O presidente do ADSE, o Instituto de Proteção e Assistência na Doença para funcionários públicos, demitiu-se, noticou o PÚBLICO. Carlos Liberato Baptista apresentou a renúncia, esta degunda-feira, alegando motivos pessoais. Estava no cargo desde 2017.
Carlos Baptista sai numa conjuntura em que se regista um impasse relativamente à nova tabela de preços da ADSE, com grande contestação por parte dos privados. O Governo anunciou recentemente que pretende intervir mais, mas as negociações têm vindo a registar altos e baixos sem que haja uma conclusão sobre o momento da decisão e respetiva publicação do novo figurino.
Relativamente à Madeira, estes atrasos também tiveram reflexos que já levaram o secretário regional da Saúde a Lisboa, precisamente para falar com Carlos Baptista. Na altura, em abril, Pedro Ramos disse que o ADSE “vai tentar aumentar o número de entidades privadas abrangidas pela Convenção. Avançou que seria alterado “o regime convencionado para que os utentes da Madeira sejam tratados de igual forma como são os utentes do restante território nacional, não tendo que pagar adiantado para depois serem reembolsados”.

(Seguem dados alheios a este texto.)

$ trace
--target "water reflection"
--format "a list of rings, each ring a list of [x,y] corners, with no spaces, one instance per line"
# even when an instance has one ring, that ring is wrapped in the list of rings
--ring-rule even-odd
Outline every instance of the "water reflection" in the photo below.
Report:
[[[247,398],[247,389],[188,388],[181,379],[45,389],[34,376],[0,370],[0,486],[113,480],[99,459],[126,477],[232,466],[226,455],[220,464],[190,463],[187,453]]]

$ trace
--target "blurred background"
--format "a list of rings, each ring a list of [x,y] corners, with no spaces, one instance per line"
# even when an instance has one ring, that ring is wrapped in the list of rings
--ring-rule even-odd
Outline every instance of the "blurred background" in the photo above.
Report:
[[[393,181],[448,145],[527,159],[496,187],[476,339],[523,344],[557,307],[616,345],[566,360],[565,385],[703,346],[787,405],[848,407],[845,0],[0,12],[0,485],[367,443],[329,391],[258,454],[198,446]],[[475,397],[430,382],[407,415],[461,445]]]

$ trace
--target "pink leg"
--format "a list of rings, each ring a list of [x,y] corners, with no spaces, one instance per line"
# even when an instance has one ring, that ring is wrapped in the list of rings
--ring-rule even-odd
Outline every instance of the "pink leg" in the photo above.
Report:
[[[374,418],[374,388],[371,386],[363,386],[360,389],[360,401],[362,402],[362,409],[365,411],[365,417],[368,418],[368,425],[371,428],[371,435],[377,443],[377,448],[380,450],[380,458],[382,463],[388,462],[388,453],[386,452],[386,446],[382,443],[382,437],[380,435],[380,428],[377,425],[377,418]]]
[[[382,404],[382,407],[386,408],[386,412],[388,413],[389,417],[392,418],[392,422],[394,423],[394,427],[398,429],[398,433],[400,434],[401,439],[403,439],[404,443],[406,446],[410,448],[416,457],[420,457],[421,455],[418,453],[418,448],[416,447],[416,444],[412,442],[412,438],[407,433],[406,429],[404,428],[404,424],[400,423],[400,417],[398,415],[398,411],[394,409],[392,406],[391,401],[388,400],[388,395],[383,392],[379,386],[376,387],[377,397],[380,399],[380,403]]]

Em virtude dos atrasos na publicação da nova legislação nacional, lembrou o governante madeirense na altura, a Região “viu-se obrigada a assumir os reembolsos das despesas com cuidados de saúde destes beneficiários, substituindo-se à ADSE, IP,  protegendo todos os beneficiários deste subsistema residentes na RAM”.
Com esta demissão e com todos os atrasos verificados, também a Região fica a aguardar os novos desenvolvimentos que o caso pode observar nos próximos tempos.